Research Paper Volume 12, Issue 5 pp 4445—4462
Distribution patterns of microsatellites and development of its marker in different genomic regions of forest musk deer genome based on high throughput sequencing
- 1 Chongqing Engineering Laboratory of Green Planting and Deep Processing of Three Gorges Reservoir Famous-region Drug, College of Biology and Food Engineering, Chongqing Three Gorges University, Chongqing 404120, P. R. China
- 2 Key Laboratory of Bio-resources and Eco-environment (Ministry of Education), College of Life Sciences, Sichuan University, Chengdu 610064, P. R. China
- 3 Sichuan Institute of Musk Deer Breeding, Chengdu 611830, P. R. China
- 4 College of Environmental and Chemistry Engineering, Chongqing Three Gorges University, Chongqing 404120, P. R. China
- 5 Chongqing Engineering Technology Research Center for GAP of Genuine Medicinal Materials, Chongqing Institute of Medicinal Plant Cultivation, Chongqing 408435, P. R. China
Received: November 2, 2019 Accepted: February 25, 2020 Published: March 10, 2020https://doi.org/10.18632/aging.102895
How to Cite
Copyright © 2020 Qi et al. This is an open-access article distributed under the terms of the Creative Commons Attribution License (CC BY 3.0), which permits unrestricted use, distribution, and reproduction in any medium, provided the original author and source are credited.
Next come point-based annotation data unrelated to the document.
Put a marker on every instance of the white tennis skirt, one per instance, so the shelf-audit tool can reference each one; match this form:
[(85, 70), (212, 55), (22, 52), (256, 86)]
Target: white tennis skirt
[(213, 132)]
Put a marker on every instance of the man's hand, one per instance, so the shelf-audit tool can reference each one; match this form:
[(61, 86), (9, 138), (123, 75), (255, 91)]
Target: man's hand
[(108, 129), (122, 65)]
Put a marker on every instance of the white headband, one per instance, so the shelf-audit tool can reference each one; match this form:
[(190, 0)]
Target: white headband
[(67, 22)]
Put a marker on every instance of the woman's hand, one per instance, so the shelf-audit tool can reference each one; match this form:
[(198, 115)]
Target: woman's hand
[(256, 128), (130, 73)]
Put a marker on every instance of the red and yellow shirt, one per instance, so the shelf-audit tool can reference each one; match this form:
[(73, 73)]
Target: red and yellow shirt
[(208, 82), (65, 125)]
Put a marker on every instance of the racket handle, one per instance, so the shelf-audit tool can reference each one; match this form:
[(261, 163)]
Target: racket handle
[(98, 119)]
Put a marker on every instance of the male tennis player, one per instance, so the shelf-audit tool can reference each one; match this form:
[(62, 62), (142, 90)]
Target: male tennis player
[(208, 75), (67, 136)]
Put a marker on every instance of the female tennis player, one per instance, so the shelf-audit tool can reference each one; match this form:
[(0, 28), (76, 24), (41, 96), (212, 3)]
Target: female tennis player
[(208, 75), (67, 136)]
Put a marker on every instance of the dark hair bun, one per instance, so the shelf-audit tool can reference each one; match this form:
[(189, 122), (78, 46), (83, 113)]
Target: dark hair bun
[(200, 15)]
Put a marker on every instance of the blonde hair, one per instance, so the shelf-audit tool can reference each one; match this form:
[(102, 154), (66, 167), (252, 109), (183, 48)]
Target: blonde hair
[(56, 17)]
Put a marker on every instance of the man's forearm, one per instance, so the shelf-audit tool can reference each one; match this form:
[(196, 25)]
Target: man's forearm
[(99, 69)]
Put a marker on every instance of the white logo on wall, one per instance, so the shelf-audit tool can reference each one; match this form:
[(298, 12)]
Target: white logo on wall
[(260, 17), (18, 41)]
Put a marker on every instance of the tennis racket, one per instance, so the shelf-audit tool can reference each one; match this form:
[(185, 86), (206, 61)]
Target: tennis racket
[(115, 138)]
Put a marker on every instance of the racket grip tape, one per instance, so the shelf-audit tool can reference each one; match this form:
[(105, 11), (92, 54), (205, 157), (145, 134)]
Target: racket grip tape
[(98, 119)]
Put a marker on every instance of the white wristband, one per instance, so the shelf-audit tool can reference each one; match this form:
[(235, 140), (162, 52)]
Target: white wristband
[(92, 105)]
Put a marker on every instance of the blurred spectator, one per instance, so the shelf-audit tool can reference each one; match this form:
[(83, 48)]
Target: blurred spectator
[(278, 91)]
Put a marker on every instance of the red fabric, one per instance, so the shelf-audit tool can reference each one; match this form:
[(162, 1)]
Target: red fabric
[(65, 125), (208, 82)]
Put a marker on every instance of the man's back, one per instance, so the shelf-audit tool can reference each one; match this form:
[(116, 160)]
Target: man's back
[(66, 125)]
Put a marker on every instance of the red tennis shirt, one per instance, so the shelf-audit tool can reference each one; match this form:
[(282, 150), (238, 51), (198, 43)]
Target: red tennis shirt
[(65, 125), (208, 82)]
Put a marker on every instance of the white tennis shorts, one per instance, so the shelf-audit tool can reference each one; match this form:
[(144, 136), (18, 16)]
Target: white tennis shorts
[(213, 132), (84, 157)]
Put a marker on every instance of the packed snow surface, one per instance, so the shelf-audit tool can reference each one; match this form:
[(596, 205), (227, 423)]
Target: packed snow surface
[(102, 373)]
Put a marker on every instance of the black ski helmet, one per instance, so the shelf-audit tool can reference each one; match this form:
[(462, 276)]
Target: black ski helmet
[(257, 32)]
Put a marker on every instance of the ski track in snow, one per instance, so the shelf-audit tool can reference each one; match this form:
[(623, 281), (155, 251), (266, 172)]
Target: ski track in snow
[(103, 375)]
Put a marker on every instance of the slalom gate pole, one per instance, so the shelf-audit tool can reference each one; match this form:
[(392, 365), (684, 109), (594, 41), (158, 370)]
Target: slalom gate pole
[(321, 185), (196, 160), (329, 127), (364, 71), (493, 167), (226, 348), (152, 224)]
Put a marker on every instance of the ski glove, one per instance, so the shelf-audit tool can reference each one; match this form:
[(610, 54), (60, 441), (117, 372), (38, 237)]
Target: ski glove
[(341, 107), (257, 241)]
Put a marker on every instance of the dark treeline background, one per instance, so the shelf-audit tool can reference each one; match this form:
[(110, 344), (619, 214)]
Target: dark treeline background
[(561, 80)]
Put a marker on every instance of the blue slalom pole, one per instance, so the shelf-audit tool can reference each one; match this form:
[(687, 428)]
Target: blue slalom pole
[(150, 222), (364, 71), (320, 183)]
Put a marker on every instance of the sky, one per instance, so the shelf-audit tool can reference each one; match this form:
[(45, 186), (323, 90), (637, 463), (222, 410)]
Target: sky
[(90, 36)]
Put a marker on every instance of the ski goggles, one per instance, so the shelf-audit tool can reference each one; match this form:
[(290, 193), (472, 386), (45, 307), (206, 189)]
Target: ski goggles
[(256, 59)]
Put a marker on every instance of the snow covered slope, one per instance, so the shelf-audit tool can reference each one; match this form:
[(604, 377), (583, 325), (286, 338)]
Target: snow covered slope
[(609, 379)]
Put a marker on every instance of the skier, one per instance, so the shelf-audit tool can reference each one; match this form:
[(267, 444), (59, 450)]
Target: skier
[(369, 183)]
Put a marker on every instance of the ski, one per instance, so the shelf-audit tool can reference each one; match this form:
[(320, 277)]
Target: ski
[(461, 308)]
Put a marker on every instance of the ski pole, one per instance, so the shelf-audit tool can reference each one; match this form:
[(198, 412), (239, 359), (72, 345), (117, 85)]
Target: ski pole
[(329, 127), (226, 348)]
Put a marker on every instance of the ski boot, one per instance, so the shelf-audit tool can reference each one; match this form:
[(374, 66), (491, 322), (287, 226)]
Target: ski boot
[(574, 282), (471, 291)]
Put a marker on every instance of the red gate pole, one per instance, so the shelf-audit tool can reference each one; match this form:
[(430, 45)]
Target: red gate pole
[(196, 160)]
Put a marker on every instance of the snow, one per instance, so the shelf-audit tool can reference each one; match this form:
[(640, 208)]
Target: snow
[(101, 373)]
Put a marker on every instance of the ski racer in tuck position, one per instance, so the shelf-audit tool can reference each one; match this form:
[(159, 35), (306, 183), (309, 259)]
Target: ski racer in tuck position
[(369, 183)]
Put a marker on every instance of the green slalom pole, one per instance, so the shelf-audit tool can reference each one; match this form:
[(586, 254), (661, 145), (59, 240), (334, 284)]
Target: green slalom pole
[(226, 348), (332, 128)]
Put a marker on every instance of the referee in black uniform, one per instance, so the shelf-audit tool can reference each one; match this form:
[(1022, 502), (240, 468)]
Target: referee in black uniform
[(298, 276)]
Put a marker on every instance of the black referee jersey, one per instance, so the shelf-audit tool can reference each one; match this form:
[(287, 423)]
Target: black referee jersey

Forest musk deer (Moschus berezovskii, FMD) is an endangered artiodactyl species, male FMD produce musk. We have sequenced the whole genome of FMD, completed the genomic assembly and annotation, and performed bioinformatic analyses. Our results showed that microsatellites (SSRs) displayed nonrandomly distribution in genomic regions, and SSR abundances were much higher in the intronic and intergenic regions compared to other genomic regions. Tri- and hexanucleotide perfect (P) SSRs predominated in coding regions (CDSs), whereas, tetra- and pentanucleotide P-SSRs were less abundant. Trifold P-SSRs had more GC-contents in the 5′-untranslated regions (5'UTRs) and CDSs than other genomic regions, whereas mononucleotide P-SSRs had the least GC-contents. The repeat copy numbers (RCN) of the same mono- to hexanucleotide P-SSRs had different distributions in different genomic regions. The RCN of trinucleotide P-SSRs had increased significantly in the CDSs compared to the transposable elements (TEs), intronic and intergenic regions. The analysis of coefficient of variability (CV) of P-SSRs showed that the RCN of mononucleotide P-SSRs had relative higher variation in different genomic regions, followed by the CV pattern of RCN: dinucleotide P-SSRs > trinucleotide P-SSRs > tetranucleotide P-SSRs > pentanucleotide P-SSRs > hexanucleotide P-SSRs. The CV variations of RCN of the same mono- to hexanucleotide P-SSRs were relative higher in the intron and intergenic regions, followed by that in the TEs, and the relative lower was in the 5'UTR, CDSs and 3'UTRs. 58 novel polymorphic SSR loci were detected based on genotyping DNA from 36 captive FMD and 22 SSR markers finally showed polymorphism, stability, and repetition.